All wounds should be extensively irrigated and the patient’s tetanus status updated if necessary. Provide appropriate pain management before exploration, irrigation, or debridement of the wounds. All human bite wounds that pierce the skin should receive amoxicillin-clavulanate prophylaxis for a week, and the patient is given strict wound care precautions. The patient's TDaP status should be updated if necessary. Any laceration to the MCP-joint is a closed-fist injury until proven otherwise. If signs or symptoms of infection in a joint space or tendon sheath are present orthopedics should be consulted for evaluation for surgical washout and inpatient treatment with IV antibiotics. Repair of lacerations from human bites should follow the same principles as that of other bites and in most cases should be left to heal by secondary intention to prevent providing a more hospitable environment for bacteria to reproduce. 
The transmission of HIV through bite wounds is concerning though exceedingly rare. HIV prophylaxis is only indicated if the wound is percutaneous and the mouth was contaminated with blood. Otherwise, the side effect profile of prophylaxis is more dangerous than the risk of transmission. A thorough discussion with the patient about the risks and benefits is warranted and should be documented with the appropriate outpatient follow up recommended/referred. For medical professionals, there has been no reported transmission of HIV from any occupational exposure.
Herpetic whitlow is caused by transmission of the herpes virus to the finger and appears as painful grouped vesicles on an erythematous base. It is most typically from a child sticking fingers into adults’ mouths and should be considered whenever a child presents with lesions on the distal fingers.
There is no post-exposure prophylaxis for Hepatitis C exposure, simply monitoring for signs of infection with outpatient follow-up.
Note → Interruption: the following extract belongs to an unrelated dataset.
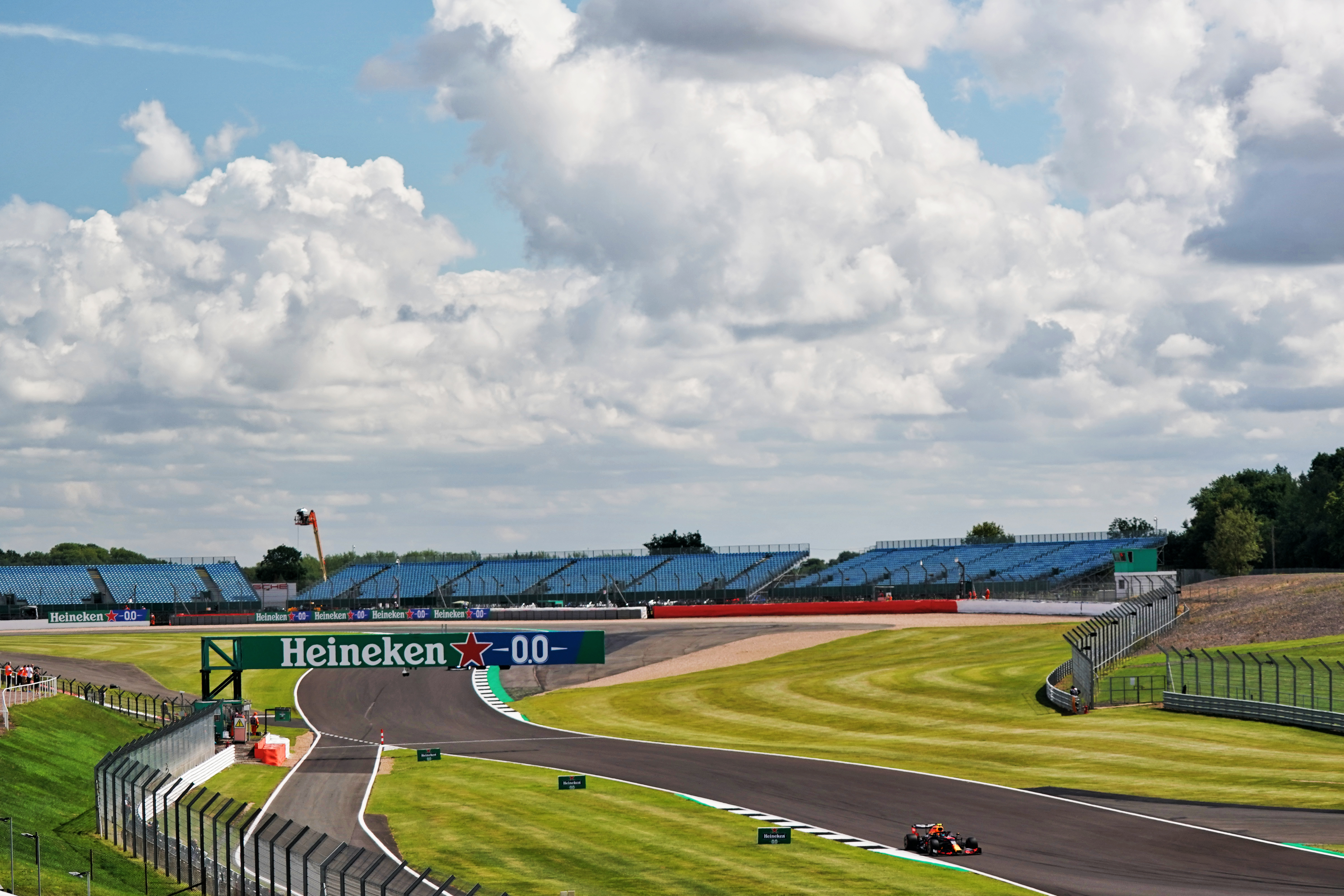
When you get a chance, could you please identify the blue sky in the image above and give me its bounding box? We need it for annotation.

Hepatitis B exposure requires immune globulin only if the person bitten by an infected individual has never been immunized or is a known non-responder to the vaccine. Anyone who has never had their response to the vaccine measured and is exposed should be tested for the anti-HBs response and treated if negative.
Human bites can be very serious and are best managed by an interprofessional team of healthcare professionals. Loss of function and cosmetic deformity are very common complications. All patients should understand the signs of an infection following a human bite and when to seek treatment. Patients need to understand that long-term follow-up is necessary to prevent loss of function of the hand or fingers. In addition, the pharmacist should emphasize the importance of antibiotic compliance. Finally, all patients must be told that they may require a plastic surgery procedure later to improve function or cosmesis. Nurses can perform an initial evaluation and chart treatment progress, as well as answering patient questions, and reporting any concerns to the treating clinician.
Patients who seek immediate care after a human bite have excellent outcomes. However, patients who delay treatment tend to have adverse outcomes. In most cases, a florid infection develops which can involve the entire hand. In delayed cases, not only is there is a significant cosmetic deformity, but there is also a functional loss of the hand and fingers. Human bites on the nose, ear, or tips of the finger are difficult to cure and often require extensive plastic surgery. Scarring is another major complication of a human bite.